Some of the differences are listed here: https://wiki.musl-libc.org/functional-differences-from-glibc...

That reminded me that I noticed from the java 12 link on the front page, that they mention early access builds of java 13 for alpine. https://jdk.java.net/13/

Can anyone compare Alpine Linux with Void Linux, their pros and cons?

I don't claim to be an expert, but my understanding is that Alpine is mainly focused on small size, so musl libc, lack of systemd, etc, are means to that end.

Void seems to be more focused on power user experience, in the vein of Gentoo / Arch. So glibc or musl as an option, lack of systemd, and a pacman-like package manager (xbps) are all means to that end.

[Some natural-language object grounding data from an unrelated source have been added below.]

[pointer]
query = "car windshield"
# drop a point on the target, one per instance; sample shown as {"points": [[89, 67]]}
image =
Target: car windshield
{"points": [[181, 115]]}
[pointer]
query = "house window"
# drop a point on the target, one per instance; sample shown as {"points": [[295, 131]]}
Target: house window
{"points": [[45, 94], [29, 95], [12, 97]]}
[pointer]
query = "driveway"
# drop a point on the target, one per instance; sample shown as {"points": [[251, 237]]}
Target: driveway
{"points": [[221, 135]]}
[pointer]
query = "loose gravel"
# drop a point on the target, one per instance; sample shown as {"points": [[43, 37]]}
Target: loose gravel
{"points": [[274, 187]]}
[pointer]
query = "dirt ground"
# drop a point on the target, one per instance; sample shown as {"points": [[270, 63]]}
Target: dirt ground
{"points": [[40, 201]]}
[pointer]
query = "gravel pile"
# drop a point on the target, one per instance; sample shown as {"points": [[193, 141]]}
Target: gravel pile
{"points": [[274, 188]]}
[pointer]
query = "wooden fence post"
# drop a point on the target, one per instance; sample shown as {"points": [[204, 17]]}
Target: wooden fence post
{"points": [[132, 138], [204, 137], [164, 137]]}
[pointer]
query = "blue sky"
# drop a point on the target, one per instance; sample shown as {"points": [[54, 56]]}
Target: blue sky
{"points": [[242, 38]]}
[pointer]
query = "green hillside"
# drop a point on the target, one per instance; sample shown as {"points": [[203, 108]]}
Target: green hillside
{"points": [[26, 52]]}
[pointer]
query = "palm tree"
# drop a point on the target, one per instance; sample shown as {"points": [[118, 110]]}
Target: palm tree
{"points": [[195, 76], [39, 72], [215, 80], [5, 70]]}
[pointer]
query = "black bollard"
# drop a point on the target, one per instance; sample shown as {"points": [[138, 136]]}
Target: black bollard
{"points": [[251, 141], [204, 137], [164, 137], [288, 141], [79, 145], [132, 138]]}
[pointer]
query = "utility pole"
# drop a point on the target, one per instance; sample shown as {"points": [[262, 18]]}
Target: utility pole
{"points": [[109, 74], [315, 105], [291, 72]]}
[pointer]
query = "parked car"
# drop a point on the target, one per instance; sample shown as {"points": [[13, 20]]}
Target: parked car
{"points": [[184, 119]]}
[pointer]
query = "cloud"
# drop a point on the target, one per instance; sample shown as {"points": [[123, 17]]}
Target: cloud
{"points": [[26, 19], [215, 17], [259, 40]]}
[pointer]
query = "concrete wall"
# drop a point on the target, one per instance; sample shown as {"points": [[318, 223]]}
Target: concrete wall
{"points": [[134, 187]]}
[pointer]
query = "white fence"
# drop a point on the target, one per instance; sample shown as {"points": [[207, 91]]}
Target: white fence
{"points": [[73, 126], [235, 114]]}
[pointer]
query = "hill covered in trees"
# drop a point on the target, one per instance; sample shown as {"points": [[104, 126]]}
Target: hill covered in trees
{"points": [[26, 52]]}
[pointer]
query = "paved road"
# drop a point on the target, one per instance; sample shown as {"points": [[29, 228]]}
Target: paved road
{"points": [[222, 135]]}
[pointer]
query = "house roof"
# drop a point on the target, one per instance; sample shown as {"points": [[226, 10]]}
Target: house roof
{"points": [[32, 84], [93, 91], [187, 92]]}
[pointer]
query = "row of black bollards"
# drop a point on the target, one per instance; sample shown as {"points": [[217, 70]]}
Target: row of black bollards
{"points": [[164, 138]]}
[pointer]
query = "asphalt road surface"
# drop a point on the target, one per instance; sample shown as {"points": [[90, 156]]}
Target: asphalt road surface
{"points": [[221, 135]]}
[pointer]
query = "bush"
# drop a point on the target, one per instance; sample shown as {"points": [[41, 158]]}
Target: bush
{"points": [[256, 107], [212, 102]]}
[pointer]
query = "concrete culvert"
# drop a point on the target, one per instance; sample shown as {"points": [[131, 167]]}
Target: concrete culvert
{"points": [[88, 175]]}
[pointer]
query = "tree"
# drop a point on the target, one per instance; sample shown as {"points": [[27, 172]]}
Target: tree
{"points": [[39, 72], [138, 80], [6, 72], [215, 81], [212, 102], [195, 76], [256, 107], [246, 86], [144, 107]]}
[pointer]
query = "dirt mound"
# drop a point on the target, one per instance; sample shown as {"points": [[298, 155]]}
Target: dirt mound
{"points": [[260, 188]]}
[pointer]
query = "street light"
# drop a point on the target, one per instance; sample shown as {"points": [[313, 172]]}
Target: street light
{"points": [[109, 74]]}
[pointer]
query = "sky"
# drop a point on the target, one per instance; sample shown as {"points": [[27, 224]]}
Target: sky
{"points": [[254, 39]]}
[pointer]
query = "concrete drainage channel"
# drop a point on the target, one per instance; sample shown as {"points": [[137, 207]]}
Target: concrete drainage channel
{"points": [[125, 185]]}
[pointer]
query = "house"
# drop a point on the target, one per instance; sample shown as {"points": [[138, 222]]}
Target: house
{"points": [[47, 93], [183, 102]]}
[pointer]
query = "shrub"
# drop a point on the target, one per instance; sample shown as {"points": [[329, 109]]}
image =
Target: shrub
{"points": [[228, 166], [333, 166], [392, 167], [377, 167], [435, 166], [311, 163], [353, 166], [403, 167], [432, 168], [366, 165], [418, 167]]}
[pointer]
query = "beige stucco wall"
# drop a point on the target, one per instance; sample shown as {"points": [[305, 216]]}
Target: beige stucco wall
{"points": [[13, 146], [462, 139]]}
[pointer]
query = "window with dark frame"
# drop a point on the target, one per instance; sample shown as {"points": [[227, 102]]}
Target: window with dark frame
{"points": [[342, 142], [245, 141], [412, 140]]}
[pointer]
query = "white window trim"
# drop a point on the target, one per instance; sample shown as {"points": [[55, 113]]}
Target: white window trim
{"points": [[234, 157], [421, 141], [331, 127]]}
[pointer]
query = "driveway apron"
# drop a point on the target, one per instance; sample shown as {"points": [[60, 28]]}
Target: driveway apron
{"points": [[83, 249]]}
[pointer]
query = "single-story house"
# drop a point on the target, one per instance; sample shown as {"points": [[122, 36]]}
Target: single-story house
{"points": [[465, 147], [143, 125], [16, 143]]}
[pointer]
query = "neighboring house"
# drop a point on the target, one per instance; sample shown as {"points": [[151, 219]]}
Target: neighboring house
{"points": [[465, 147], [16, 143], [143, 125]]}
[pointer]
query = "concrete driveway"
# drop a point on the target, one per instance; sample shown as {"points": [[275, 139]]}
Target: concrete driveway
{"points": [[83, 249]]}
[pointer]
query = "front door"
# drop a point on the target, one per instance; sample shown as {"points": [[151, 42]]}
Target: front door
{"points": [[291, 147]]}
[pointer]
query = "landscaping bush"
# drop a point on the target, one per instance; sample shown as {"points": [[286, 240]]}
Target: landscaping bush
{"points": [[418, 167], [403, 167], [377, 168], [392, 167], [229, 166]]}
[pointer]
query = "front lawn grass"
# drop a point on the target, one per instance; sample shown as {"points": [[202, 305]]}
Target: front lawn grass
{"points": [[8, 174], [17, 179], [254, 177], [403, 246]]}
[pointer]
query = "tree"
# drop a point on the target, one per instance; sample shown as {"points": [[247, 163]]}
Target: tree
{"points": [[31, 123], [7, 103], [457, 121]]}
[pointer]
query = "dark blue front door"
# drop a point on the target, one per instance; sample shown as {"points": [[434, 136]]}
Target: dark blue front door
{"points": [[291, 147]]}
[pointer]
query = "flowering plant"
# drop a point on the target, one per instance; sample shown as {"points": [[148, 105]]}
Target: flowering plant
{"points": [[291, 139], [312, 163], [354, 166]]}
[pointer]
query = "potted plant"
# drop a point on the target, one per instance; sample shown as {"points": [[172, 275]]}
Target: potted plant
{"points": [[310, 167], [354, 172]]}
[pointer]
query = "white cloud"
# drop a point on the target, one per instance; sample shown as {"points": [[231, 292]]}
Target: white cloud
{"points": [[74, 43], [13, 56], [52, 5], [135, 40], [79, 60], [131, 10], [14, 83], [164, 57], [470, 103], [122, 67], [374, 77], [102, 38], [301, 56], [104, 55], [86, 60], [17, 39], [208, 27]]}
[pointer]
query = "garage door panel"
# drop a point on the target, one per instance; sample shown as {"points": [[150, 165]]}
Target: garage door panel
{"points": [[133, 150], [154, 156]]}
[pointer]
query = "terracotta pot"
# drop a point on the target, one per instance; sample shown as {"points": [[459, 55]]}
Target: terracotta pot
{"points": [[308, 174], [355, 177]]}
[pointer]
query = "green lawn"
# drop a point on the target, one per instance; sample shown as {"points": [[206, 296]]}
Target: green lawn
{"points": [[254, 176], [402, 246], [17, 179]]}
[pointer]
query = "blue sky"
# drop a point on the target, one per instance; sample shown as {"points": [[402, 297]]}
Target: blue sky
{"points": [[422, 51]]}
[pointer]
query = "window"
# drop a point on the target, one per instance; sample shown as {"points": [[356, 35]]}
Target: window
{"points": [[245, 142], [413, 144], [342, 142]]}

Alpine gets lots of usage as a Docker base layer due to that small size. Void certainly could be used as a Docker base image, but that's much less common than Alpine because the image sizes are probably roughly comparable to Debian and when running in a container the systemd vs not-systemd choice becomes less relevant.

Void: Rolling release, musl and glibc variants.

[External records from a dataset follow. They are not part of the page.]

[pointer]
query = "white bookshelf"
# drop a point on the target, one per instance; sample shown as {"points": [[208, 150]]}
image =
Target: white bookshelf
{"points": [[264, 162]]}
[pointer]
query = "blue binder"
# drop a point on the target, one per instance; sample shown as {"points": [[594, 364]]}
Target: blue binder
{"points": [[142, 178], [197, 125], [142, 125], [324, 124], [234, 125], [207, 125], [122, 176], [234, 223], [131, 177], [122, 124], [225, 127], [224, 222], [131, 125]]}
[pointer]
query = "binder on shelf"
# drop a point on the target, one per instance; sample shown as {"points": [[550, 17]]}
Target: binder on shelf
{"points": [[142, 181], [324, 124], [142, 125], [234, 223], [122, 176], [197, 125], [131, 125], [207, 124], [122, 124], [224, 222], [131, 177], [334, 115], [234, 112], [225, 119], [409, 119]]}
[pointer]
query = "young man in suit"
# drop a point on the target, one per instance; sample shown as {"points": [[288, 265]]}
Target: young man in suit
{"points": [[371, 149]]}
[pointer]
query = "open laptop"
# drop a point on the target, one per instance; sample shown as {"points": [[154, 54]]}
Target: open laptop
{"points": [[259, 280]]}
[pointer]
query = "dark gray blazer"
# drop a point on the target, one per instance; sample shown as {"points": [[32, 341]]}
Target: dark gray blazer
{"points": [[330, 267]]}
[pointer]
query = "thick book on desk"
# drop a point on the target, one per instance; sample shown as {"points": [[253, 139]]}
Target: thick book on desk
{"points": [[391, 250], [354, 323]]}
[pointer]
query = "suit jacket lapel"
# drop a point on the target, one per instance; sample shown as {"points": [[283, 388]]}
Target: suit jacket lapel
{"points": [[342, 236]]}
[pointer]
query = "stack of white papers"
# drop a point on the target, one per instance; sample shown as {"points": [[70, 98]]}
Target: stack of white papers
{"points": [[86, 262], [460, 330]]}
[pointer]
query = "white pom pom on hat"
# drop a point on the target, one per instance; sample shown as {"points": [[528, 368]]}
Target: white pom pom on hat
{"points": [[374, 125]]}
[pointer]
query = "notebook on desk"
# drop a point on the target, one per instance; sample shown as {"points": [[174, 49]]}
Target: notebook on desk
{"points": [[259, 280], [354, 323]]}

Alpine: Stable releases that are supported 2 years, musl-only. EDIT: Oops, forgot that "edge" is a rolling release.

I personally prefer Void for desktop and Alpine for servers/containers/appliances, but either could be used for either.

Alpine is magic. No fluff, no bloat, simple really, really well-designed setup- and package-tools. Including a full OS installation and setup, I can go from blank machine (or vps) to functioning, customized server in less than ten minutes if I absolutely have to. Good repos with everything I could ask for. Oh, and OpenRC, no systemd nonsense. I need really convincing reasons to ever build a server on anything else.

What does devops mean? I keep seeing that word.

If you're a low-level employee, it means someone who hooks up Jenkins to other crap. If you're a manager, it's a position you're hiring for. If you're upper management or executive, it's a methodology to solve business problems and improve output. If you're C-level, it's a cool buzz word.

This is a cynical and funny comment, but I see from your profile you have a wiki with a good definition that’s probably worth linking to (https://devops.yoga/overview.html).

C-suite porn.

They'd never get off, there's no pie charts

System and network administration as a software development target.

"DevOps is the combination of cultural philosophies, practices, and tools that increases an organization’s ability to deliver applications and services at high velocity: evolving and improving products at a faster pace than organizations using traditional software development and infrastructure management processes. This speed enables organizations to better serve their customers and compete more effectively in the market."

From AWS's What is Devops? https://aws.amazon.com/devops/what-is-devops/

About $150k a year.

Can anyone explain what the deal is with companies who have 1000 general blog posts, and then separately, a product they're selling? Is it just to bring in traffic that will hopefully buy their product?

Yes mostly, but it might also be considered a very roundabout evergreen recruiting advertisement, "Oh look they are using X and Y to build Z! I bet that would be a cool place to work if the opportunity arose."

More posts -> more backlinks -> higher domain authority -> higher search result ranking in search engines

More like try and attract potential employees by seeming cool and working on interesting problems

Slightly off-topic question: I use Windows as my OS of choice. If I want to run my browser in a Linux VM via Virtualbox, would Alpine be a good choice?

Or is there something even better/lighter?